Mindless “entertainment”

For as long as videogames existed, there have been crappy, educational games better suited for ruining Christmas morning than for actually imparting any useful lessons.

No one told that to Mayor Thomas Menino.

Last week, Menino announced that through his “Save Up” initiative, the city of Boston would be sponsoring a three-week tournament/random drawing among its “summer jobs teens.” Basically, participants in the contest must play Farm Blitz!, an online game intended to teach players about debt management and investment. In reality it teaches teens never to trust a videogame associated with any municipality.

Lies! Pure Lies!

Instead of instructions, this game gives you unrealistic aspirations.

“The goal of the Save Up initiative and Farm Blitz is to help all of the students employed this summer to learn some basic personal finance skills to better manage and save their own money,” Mayor Menino said in a released statement. “This is just the first step in promoting financial literacy through new, innovative means. If kids are motivated to play, they will be motivated to learn too.”

What can teens learn by playing this game? Debt is just like a bunch of horny bunnies. If you ignore either one of them, with time you’re stuck having to live off the meat of dead rodents. Also, dynamite can solve all of your problems.

good advice

Players actually learn more about dynamite than they do about compound interest.

In order to motivate those teens to play the game, Menino’s tournament comes with some cash prizes.

As the city’s press release explains, cash prizes will be awarded to the winners, with the grand prize winner earning $200, while five $100 and five $50 prizes will be randomly drawn from all players whose farms qualify with a “Net Worth” of over $10,000, which should only take between 30 and 90 minutes of play to acquire.

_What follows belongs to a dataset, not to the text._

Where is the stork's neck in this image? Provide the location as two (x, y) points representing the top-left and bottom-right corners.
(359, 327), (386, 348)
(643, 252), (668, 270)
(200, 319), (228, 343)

What the release fails to mention is that those 30-90 minutes are likely to be filled with rapid mouse clicking and deep sighs of disappointment.

Oh yeah, there are disasters too.

Bank of America has a bad record of offering saving plans prone to time vortices.

In each level of the game, players have to re-arrange crops to make rows of at least three of the same crop. While making money off of rows of crops, players have to contend with multiplying debt bunnies that devour wealth and the occasional disaster to remind you that you can’t get the time back you spent on this game.

Players must use credit to purchase seeds at the beginning of each level. There’s no concrete price listed for bundles of seeds, and yet this is supposed to be a key component to the game’s educational intent.

Ultimately, players are left having learned very little about credit aside from the fact that bank fees and interest rates are often more arbitrary than justifiable. So I guess the game didn’t actually fall too far from the mark.